SOUTH PARIS – Improvements could be in the works for approaches to Oxford County Regional Airport’s runway if a $118,000 grant application is approved by the Federal Aviation Administration.
According to a new release issued Tuesday by the offices of Republican U.S. Sens. Olympia Snowe and Susan Collins, the administration already has awarded Oxford County $50,000 to conduct an environmental study at the airport in Oxford.
However, Nancy Laney, airport grants administrator for the Maine Department of Transportation, said Thursday that the senators’ announcement was premature. Laney helps to process federal aviation grant applications within the state. She said applications for the current round of administration funds are not even due until May 1.

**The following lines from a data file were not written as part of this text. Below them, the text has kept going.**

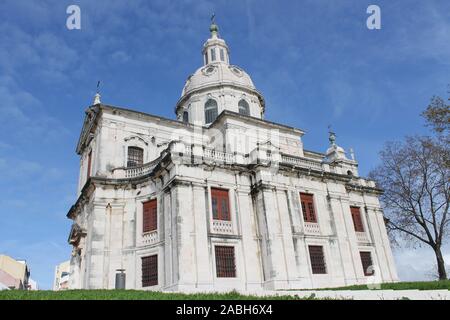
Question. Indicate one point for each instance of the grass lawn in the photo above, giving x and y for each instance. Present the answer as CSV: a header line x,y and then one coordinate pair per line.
x,y
155,295
129,295
424,285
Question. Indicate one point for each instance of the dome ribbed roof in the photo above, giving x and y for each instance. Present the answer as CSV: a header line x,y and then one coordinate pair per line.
x,y
218,74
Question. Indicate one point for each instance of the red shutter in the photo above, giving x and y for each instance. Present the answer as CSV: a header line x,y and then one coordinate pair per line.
x,y
150,271
150,216
220,204
317,260
89,165
357,221
309,213
225,264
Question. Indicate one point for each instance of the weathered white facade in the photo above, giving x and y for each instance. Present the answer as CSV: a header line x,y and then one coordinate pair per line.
x,y
219,142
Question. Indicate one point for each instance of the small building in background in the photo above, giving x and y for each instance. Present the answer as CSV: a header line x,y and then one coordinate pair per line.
x,y
32,285
14,274
61,281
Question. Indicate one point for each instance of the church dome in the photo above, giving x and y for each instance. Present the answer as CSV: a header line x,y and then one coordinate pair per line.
x,y
218,86
218,74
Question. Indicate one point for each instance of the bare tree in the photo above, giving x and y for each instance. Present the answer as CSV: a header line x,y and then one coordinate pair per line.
x,y
415,177
437,115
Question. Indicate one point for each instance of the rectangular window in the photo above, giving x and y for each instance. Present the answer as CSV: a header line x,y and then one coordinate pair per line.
x,y
317,260
185,116
150,271
357,221
366,260
135,157
309,214
89,165
150,216
220,204
225,263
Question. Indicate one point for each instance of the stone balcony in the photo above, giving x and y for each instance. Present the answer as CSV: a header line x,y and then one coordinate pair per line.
x,y
150,237
198,154
312,228
362,237
222,226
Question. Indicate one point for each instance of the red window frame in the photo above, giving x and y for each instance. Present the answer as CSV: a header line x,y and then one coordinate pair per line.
x,y
357,220
366,261
317,257
220,204
225,262
309,211
150,216
150,271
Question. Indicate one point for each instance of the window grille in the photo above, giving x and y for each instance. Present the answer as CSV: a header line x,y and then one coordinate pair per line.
x,y
150,271
366,260
210,111
225,262
220,204
89,165
244,108
185,116
135,157
356,217
317,260
309,214
150,216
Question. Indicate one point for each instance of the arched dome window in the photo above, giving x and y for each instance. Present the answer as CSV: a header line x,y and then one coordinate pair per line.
x,y
210,111
135,157
185,116
244,108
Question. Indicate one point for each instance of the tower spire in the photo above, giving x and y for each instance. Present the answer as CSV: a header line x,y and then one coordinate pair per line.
x,y
213,28
97,95
215,50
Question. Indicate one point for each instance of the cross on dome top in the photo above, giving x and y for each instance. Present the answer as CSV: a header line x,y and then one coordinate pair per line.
x,y
215,50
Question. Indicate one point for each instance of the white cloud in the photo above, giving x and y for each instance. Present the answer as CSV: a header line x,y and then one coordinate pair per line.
x,y
418,264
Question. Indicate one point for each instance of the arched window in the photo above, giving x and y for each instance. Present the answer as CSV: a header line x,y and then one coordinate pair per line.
x,y
210,111
185,116
244,108
135,157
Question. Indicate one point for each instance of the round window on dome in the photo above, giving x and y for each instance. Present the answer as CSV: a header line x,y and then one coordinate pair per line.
x,y
209,70
236,71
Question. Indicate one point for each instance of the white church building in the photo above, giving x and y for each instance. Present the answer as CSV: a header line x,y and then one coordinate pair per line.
x,y
219,198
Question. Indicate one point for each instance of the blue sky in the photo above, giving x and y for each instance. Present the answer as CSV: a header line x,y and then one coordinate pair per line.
x,y
314,61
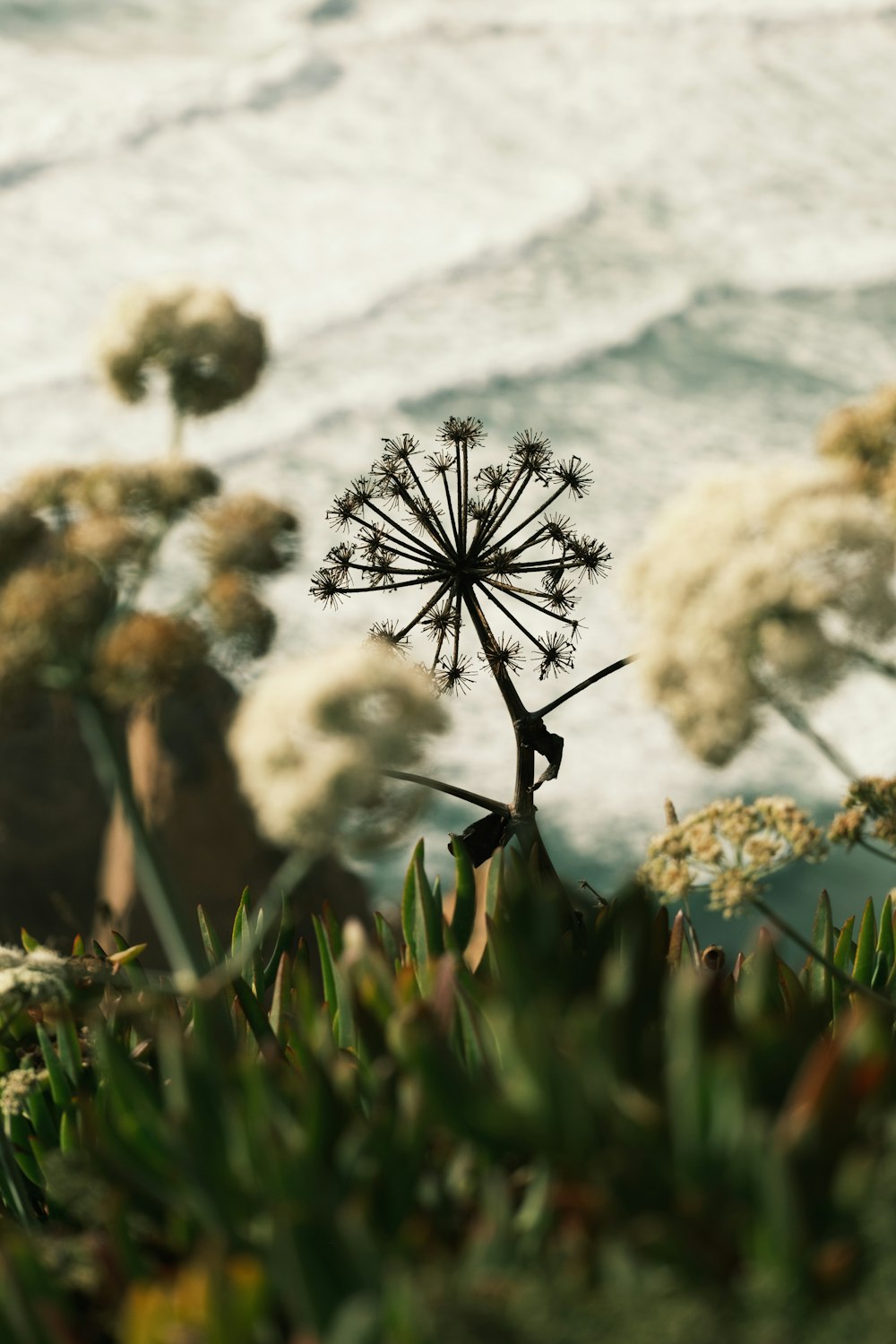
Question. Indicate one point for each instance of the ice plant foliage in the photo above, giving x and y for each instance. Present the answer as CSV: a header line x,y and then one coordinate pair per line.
x,y
478,540
729,847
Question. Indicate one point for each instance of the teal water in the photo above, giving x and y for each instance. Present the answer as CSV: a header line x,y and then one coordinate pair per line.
x,y
661,231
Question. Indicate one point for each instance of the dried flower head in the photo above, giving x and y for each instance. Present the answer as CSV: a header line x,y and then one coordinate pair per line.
x,y
731,849
247,532
48,488
473,542
210,351
145,655
737,586
312,737
869,809
19,531
164,489
50,615
238,616
112,543
30,978
863,438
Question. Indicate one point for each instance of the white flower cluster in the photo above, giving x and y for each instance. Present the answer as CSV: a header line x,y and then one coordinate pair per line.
x,y
15,1089
211,351
29,978
729,847
739,586
312,737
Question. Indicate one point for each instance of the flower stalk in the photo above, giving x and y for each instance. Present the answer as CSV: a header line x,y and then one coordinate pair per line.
x,y
485,559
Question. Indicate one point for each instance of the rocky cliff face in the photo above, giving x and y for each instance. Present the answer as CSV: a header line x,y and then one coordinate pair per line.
x,y
66,860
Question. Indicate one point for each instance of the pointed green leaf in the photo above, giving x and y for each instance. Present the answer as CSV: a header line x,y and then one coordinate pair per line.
x,y
280,1000
790,988
328,969
211,943
495,884
241,924
885,938
69,1045
387,937
59,1085
340,1004
463,918
430,911
864,964
842,957
333,930
40,1117
413,914
255,1015
823,937
69,1139
285,935
676,941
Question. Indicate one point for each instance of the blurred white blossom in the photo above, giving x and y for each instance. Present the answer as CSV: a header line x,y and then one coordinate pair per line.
x,y
312,737
30,978
754,580
210,351
729,847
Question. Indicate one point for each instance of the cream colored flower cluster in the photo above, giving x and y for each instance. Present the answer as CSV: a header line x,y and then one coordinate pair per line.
x,y
75,550
863,437
737,589
869,808
312,737
729,847
210,351
30,978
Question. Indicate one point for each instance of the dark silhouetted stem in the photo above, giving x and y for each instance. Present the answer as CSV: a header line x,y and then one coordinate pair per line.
x,y
583,685
440,787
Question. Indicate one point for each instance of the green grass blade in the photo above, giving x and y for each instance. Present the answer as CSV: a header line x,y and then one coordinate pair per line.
x,y
463,918
59,1085
864,962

Laney said Oxford County has applied for $118,000 to conduct an “environmental assessment for clearing runway approaches” at the airport.
According to the application, she said, the county intends to study environmental conditions at the airport, zoning laws that would regulate adjacent properties, and also whether any historically or archaeologically significant features exist on the site.
Philip Simpson, a Wiscasset-based consultant who assisted with the application, said Thursday the environmental assessment is needed in order to clear trees from the No. 15 and No. 33 airport runway approaches.
“The approach at the north end of the runway, it’s very swampy,” Simpson said. “There are a lot of wetlands at that end of the runway.”
Because of the wetlands, he said, the Department of Environmental Protection is requiring the county to conduct an environmental assessment. Once the assessment is compete, the county will have to work with the DEP to come up with a plan for any cutting.
Simpson said the trees need to be removed because an “instrumental approach” was established for the airport three or four years ago.
Until then, pilots were permitted to land at the airport only when the weather was fair and the skies were clear, he said. Now, pilots may land at the airport even on foggy or rainy days, Simpson said, “but the landings minimums are much higher than what they should be.”
In other words, he said, the runway approaches need to be longer in order to meet full aviation administration requirements.
Simpson said the study also will look at whether the county needs to purchase any additional property or seek easements for some of the tree clearing.
If the grant is awarded, Laney said, the aviation administration would cover 95 percent of the study costs, the state would be required to cover 2.5 percent of the costs and the county the remaining 2.5 percent.